TEXTJOIN Excel function concatenates or joins values that are supplied as references, ranges, or constants and returns the result as text. The significance of the Textjoin function is that it can join the values with or without a delimiter, and it can optionally ignore empty cells. It is a new function that is available only in Office 365 and Excel 2019. Here we shall look into the TEXTJOIN Excel function, Formula, its syntax, the different arguments, Errors and other details.
TEXTJOIN Excel Function
The TEXTJOIN function concatenates multiple values together with or without a delimiter. TEXTJOIN can concatenate values provided as cell references, ranges, or constants, and can optionally ignore empty cells.
The TEXTJOIN function takes three required arguments: delimiter, ignore_empty, and text1. Delimiter is the text to use between values that are concatenated together and should be enclosed in double-quotes (“”).
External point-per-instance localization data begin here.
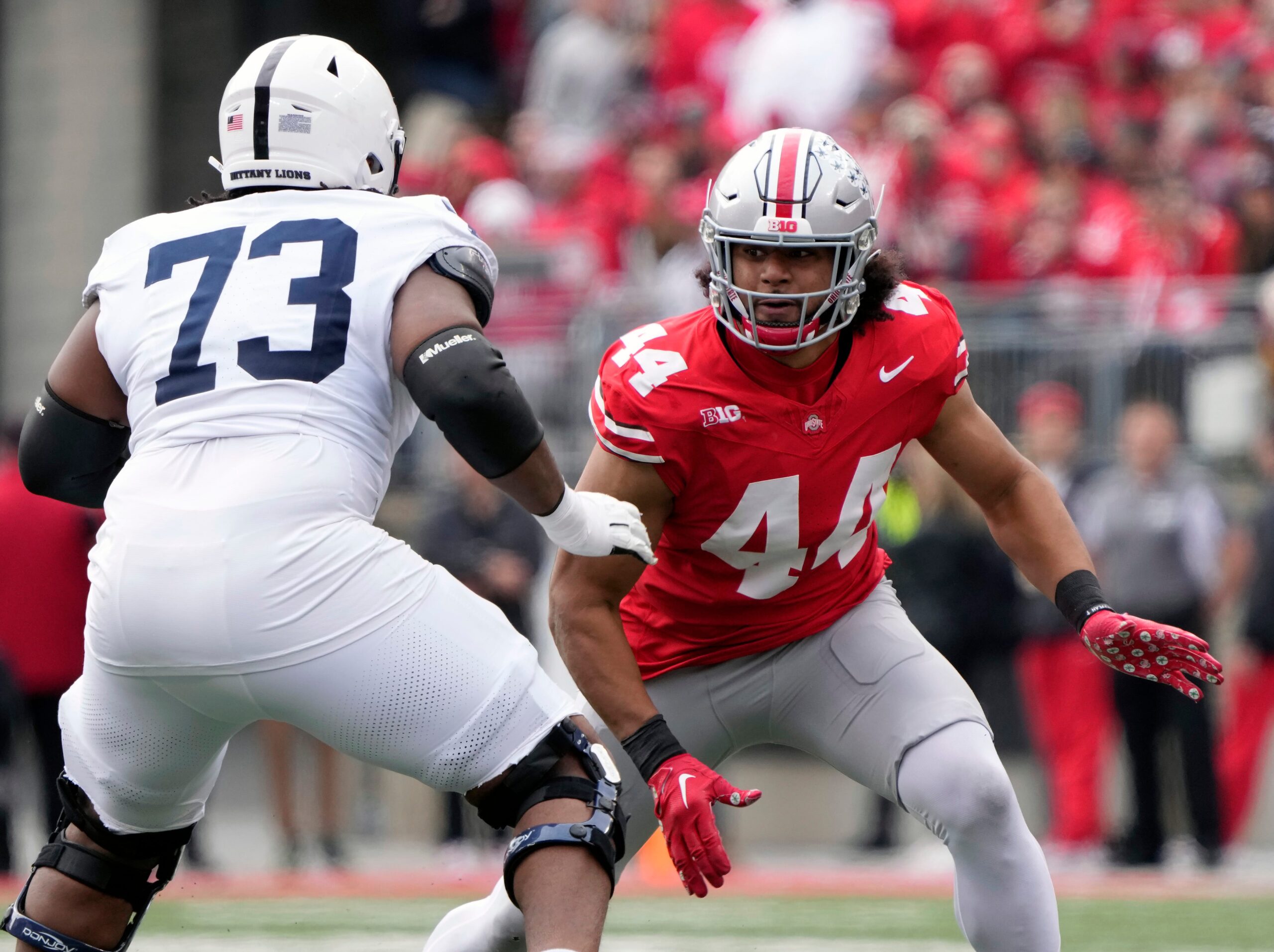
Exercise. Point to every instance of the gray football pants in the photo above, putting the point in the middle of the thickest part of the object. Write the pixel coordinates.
(879, 704)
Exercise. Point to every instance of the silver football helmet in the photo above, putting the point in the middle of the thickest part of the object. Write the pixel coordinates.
(789, 187)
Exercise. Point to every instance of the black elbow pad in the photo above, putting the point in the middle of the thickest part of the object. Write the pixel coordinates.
(460, 383)
(69, 455)
(468, 267)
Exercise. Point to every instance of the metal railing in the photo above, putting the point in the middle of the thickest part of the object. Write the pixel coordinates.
(1190, 343)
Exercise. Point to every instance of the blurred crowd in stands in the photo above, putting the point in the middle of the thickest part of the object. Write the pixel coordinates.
(1013, 139)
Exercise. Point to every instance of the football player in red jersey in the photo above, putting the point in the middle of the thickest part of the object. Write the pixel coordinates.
(757, 436)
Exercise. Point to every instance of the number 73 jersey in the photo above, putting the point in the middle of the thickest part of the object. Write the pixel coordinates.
(269, 315)
(772, 534)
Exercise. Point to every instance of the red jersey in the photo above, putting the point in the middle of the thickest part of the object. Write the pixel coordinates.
(772, 535)
(44, 585)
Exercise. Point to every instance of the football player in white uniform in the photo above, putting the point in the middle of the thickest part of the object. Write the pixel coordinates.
(262, 358)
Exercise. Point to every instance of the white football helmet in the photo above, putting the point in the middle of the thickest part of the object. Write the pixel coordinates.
(789, 187)
(309, 112)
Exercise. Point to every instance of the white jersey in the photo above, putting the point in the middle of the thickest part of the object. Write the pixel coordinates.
(253, 341)
(269, 315)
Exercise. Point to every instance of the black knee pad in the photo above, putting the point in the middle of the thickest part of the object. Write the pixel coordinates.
(529, 784)
(126, 873)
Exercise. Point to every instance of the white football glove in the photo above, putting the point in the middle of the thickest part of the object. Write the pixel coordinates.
(595, 524)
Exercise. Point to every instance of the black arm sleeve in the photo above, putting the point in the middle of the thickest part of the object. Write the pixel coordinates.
(69, 455)
(460, 383)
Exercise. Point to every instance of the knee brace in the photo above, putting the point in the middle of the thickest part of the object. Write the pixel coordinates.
(529, 783)
(124, 875)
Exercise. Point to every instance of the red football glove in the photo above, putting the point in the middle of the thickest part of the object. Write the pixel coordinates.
(1151, 650)
(685, 792)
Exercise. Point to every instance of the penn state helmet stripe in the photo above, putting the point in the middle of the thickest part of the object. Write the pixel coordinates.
(262, 111)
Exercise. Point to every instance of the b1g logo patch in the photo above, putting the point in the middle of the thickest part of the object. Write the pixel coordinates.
(722, 415)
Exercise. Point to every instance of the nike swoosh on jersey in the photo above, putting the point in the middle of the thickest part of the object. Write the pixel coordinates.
(682, 780)
(886, 376)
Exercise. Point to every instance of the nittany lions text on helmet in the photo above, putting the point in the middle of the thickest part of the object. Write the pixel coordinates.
(309, 112)
(789, 187)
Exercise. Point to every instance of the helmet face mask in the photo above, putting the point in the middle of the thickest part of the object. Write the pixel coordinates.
(789, 188)
(310, 112)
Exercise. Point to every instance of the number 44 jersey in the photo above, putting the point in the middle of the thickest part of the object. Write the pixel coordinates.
(269, 315)
(772, 534)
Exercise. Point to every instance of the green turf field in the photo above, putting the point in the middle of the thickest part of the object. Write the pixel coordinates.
(713, 926)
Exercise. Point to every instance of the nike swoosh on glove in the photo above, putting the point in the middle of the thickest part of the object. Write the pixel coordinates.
(685, 792)
(1152, 651)
(595, 524)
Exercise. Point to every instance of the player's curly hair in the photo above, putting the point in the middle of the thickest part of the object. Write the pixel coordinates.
(884, 273)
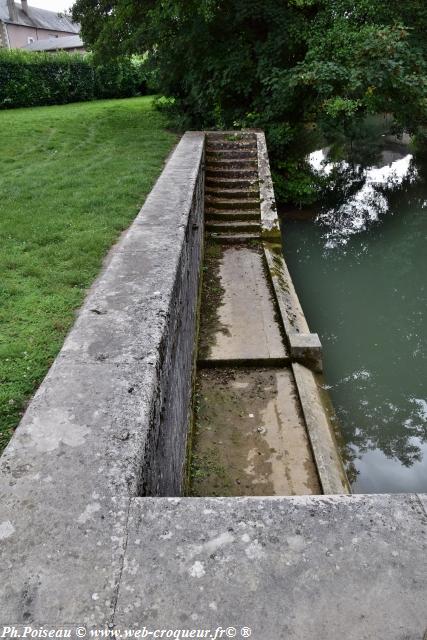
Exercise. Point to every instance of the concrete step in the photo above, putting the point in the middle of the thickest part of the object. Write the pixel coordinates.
(232, 183)
(231, 173)
(232, 225)
(218, 214)
(233, 238)
(231, 136)
(232, 193)
(232, 163)
(213, 145)
(232, 203)
(227, 154)
(231, 213)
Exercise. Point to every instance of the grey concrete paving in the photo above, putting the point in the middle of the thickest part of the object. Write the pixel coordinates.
(250, 436)
(247, 327)
(326, 568)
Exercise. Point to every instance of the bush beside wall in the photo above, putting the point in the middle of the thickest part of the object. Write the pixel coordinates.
(30, 79)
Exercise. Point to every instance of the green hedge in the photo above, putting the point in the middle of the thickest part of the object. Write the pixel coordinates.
(29, 79)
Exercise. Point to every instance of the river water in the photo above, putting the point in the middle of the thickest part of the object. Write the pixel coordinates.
(359, 266)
To use no delimiter, supply an empty string (“”). Ignore_empty is a Boolean (TRUE/FALSE) value that controls whether empty values should be ignored or added to the result. This is often set to TRUE to avoid delimiters with no content in the result from TEXTJOIN. Text1 is the first value to join together. This can be a cell reference, a range, or a hard-coded text value. Subsequent optional arguments, text2, text3, text4, etc. The maximum number of text arguments tha can be provided to join are 252.
TEXTJOIN Function Syntax
=TEXTJOIN(delimiter, ignore_empty, text1, …)
Arguments
delimiter – Seperator between each text
ignore_empty – its a boolean value whether to ignore empty cells or not. TRUE ignores empty cells, while FALSE doesn’t ignore empty cells.
text1 – The text item to be joined. A string, or array of strings, such as a range of cells, or cell references, etc.
text2 – [optional] The second text item to join.
Output or Result of TextJoin Function
All valid arguments passed to it are returned as a concatenated text.
Number Formatting will be Lost
When numeric values (dates, times, percentages, etc.) are passed as arguments to Textjoin function, their number formatting will be lost.
#NAME Error in Excel Textjoin Function
When a text is provided as an argument to TEXTJOIN function, such text should always be enclosed in double quotes. When the text is not enclosed in double quotes, Textjoin function returns a #NAME Error.
TEXTJOIN vs CONCAT
The key difference between TEXTJOIN and CONCAT Excel functions is that, TEXTJOIN accepts a delimiter to use when joining the values together, and there is no such possibility with CONCAT function. It should be noted that both CONCAT and TEXTJOIN functions accept a range of cells to join together, a functionality which is absent in CONCATENATE function.
Summary
- TEXTJOIN is a new function, available in Office 365 and Excel 2019.
- TEXTJOIN function accepts a delimiter as input, which can be used to join the text values together.
- A Boolean value can be passed as an argument to ignore or not ignore empty cells in a range of cells that are to be joined.
- TEXTJOIN Function will accept range as input argument in addition to cell references, and text strings.
- Maximum 252 values can be passed to TEXTJOIN function to concatenate.
- Number formatting of Numeric values will be lost when passed as arguments to Textjoin excel function.
- The ampersand character (&) is an alternative to TEXTJOIN. The result is the same.